December 8th, 2010 | Uncategorized

Whiffs eliminated from “Sing-Off”

The Whiffenpoofs were kicked off “The Sing-Off” Wednesday night. Yale’s oldest a cappella ensemble was the fourth group to be eliminated from “The Sing-Off,” an a cappella competition featuring 10 musical teams from around the country.

In the show’s second episode, groups performed songs like “Live Your Life” by T.I. and Rihanna and “Hey Soul Sister” by Train. The Whiffenpoofs sang “Haven’t Met You Yet,” by Michael Bublé.

Before being booted they did get some kudos from the judges.

“What you guys just did melted my heart,” Pussycat Doll Nicole Scherzinger told the ensemble.

Although Ben Folds complimented the Broadway style the Whiffenpoofs brought to the song, Shawn Stockman, of Boys II Men, found some flaws in their performance.

“The lead vocals weren’t as strong as I hoped,” Stockman told the Whiffenpoofs during judging.

After their elimination, the Whiffenpoofs performed “Home Sweet Home,” by Mötley Crüe for their swan song.

  • LogicalComments

    What a waste of talent. This is a competition for mass appeal. Do you see St.

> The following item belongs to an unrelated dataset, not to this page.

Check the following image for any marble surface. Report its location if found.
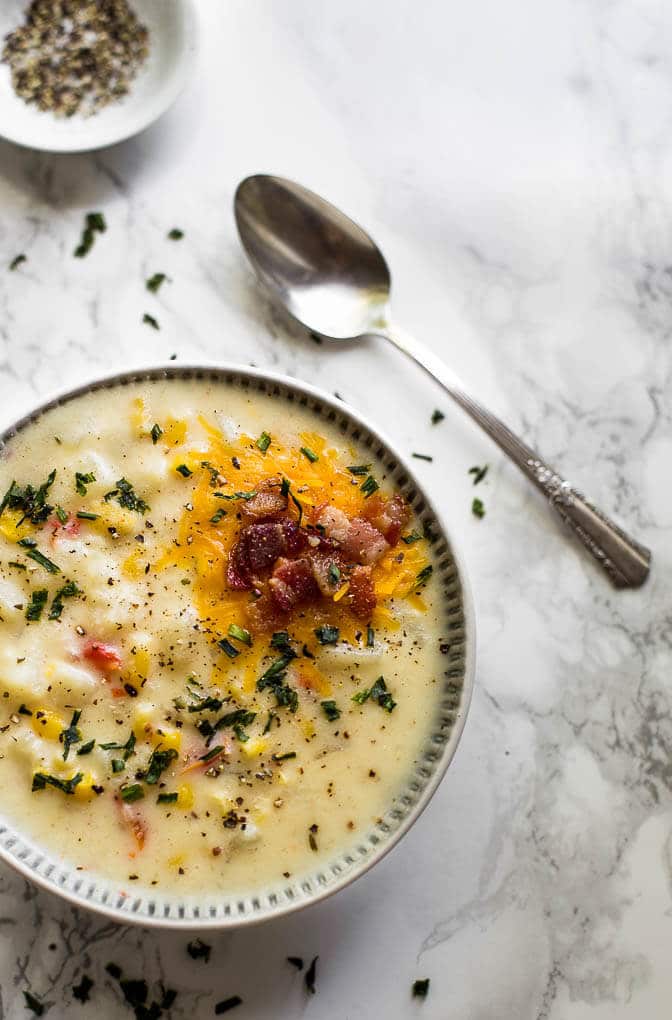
[0,0,672,1020]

John College, Cambridge’s choir going to guest star on Glee?

  • sdesantis

    The Whiffs wuz robbed. It was clear that the judging was going in the pop direction and the Whiffs have a classic, male college glee club sound. The added choreography was just brilliant. I remember hearing them sing at Mory’s 35 years ago (but I’m a Columbia alum). It was a treat. They did get terrific exposure from the show that will support their touring.

  • nofunkymoose

    the judges were idiots.

  • morse08

    Very much agree with the posts above. This show also demonstrates what a sadly unmusical turn music has taken today.

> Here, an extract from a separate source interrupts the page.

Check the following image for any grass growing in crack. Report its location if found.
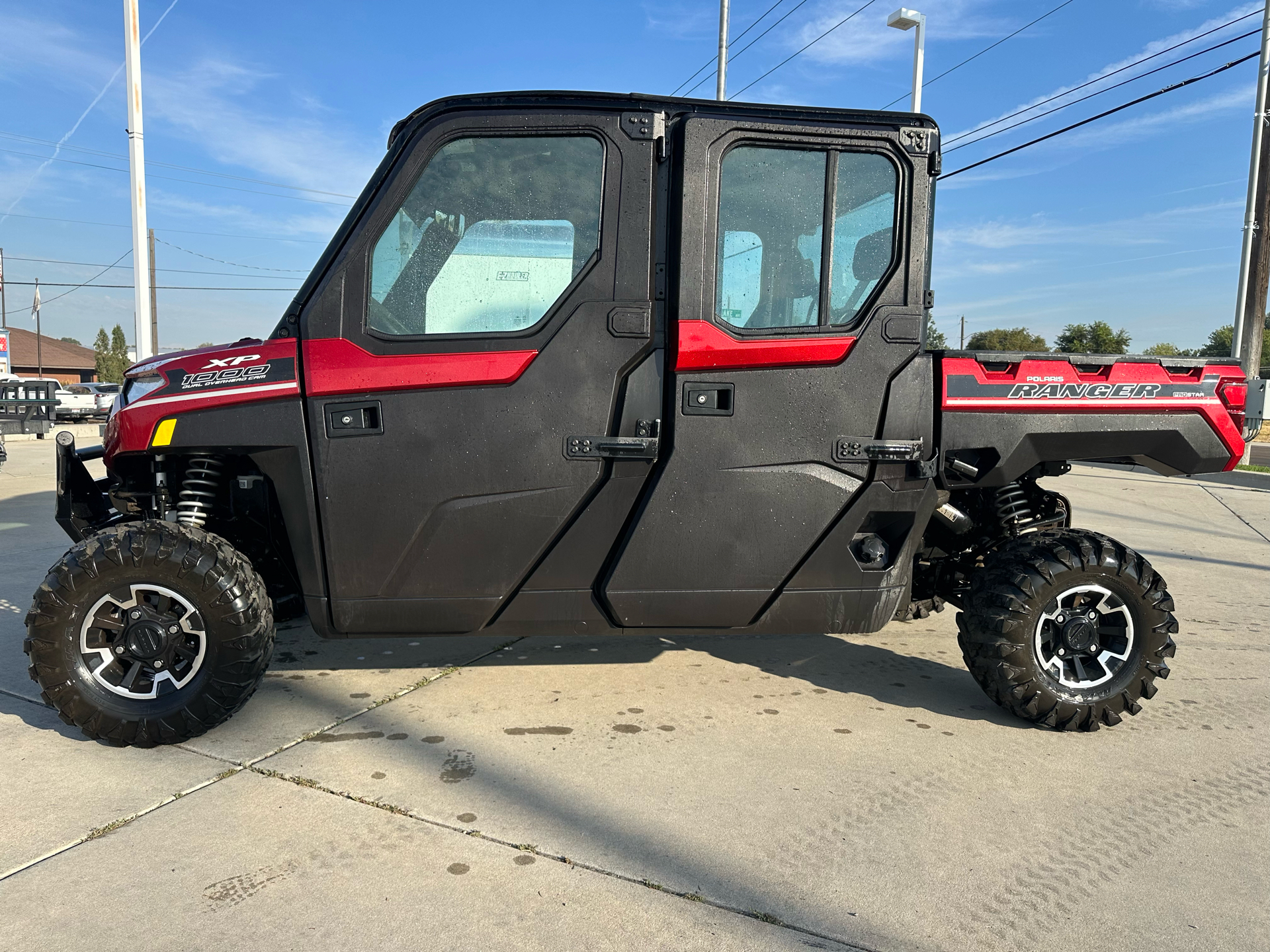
[84,816,134,842]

    Also, can I just say, THANK GOD the Whiffs were eliminated!?! I mean, I think they are amazingly talented, but that show was painfully boring. Zonk! The only reason I watched was the listen to the Whiffs. The show was so poorly conceived. And Nick Lachey as a host? Really? Half the time I thought the audience was comatose. I’m so glad I don’t need to waste my time anymore watching that snoozefest.

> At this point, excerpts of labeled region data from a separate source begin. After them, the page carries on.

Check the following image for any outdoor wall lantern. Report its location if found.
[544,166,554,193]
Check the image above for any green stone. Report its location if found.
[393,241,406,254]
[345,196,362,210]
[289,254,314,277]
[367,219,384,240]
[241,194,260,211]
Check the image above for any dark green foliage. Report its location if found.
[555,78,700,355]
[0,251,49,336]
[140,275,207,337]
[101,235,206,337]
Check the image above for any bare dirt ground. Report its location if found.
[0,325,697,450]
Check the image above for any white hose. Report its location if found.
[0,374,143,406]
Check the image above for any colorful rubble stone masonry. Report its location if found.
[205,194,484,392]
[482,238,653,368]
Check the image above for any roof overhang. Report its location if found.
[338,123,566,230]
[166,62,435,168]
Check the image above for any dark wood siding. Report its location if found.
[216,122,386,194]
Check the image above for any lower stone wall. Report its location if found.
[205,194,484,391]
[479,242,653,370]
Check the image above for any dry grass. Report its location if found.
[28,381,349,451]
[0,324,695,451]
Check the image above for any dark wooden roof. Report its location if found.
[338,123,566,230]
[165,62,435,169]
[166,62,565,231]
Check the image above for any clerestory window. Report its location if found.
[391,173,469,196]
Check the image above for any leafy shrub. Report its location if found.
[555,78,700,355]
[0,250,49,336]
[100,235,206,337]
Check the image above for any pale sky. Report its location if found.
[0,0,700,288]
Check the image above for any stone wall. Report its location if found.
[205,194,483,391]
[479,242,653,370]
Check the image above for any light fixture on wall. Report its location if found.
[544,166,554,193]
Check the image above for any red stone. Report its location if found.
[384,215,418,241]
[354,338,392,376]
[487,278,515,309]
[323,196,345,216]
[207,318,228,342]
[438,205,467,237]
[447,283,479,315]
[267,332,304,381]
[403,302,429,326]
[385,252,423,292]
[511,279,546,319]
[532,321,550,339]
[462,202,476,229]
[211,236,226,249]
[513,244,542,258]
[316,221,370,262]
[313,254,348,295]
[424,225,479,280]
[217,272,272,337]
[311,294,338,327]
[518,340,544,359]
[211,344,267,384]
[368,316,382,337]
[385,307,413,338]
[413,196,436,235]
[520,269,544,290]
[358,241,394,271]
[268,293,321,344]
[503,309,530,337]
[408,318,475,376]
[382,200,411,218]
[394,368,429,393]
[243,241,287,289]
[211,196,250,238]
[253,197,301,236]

    Too bad for the Whiffs, though! They demonstrated what real singing ability – and class – is all about!

  • Branford73

    I’m glad the Whiffs got in the show and were able at least to do both the “signature” white ties and tails and a more contemporary look. The Whiffs are a classic group, the best of their genre–doing classic songs and newer songs in the classic style. But that style was not likely to get to the finals no matter how well they sang.

    And no way would they have advanced if audience vote had anything to do with it. The T.V. audience would never let a group of “privileged white guys” (ignoring facts about not all the guys being wasps) win in a popularity contest. Not much has changed since the Duke Lacrosse Hoax of ’06. Not advising bitterness, but don’t be surprised. That’s just the way it is.

    I like the show. All the groups are talented and fun. Lachey is a bit of a stiff, and Nicole has nothing to say musically, but otherwise I like the judges, too.

  • es11

    completely unfair elimination. the whiffs were amazing.

    plagiaristic side note:

  • Yaleman

    A different league. Cider House Rules?

  • artesian

    Times have obviously passed by for this ’51 grad, who could not begin to relate to the performances of any of those groups, even the Whiffenpoofs. I had hoped they would have demonstrated much more class and reserve. This was not how I wish to remember them.

    I want to believe that their renditions and choice of so-called music were a necessary concession to the demands of the TV show, and not a reflection of their typical present day repertoire and style. Going further, I would say the Whiffs had to swallow their pride to want to go head-to-head with all but one or two of the groups. In fact, I thought it was rather degrading for them to go down to the same level as their competitors on the show.. It was another illustration of the folly of comparing apples and oranges.

    Their singing may have been impressively harmonious, but to these ears it was hardly melodic, musical, inspirational or memorable. The most significant aspect of the Whiffs is that they are steeped in Yale tradition. But there was nothing traditional about these Whiffenpoofs except their attire. And moving around like a bunch of scared rabbits was ridiculous.

    Or have the Whiffs changed from a singing group to a song and and act?

  • artesian

    Sorry about the typo. The last line of the above post should read as follows:

    “Or have the Whiffs changed from a singing group to a song and DANCE act?”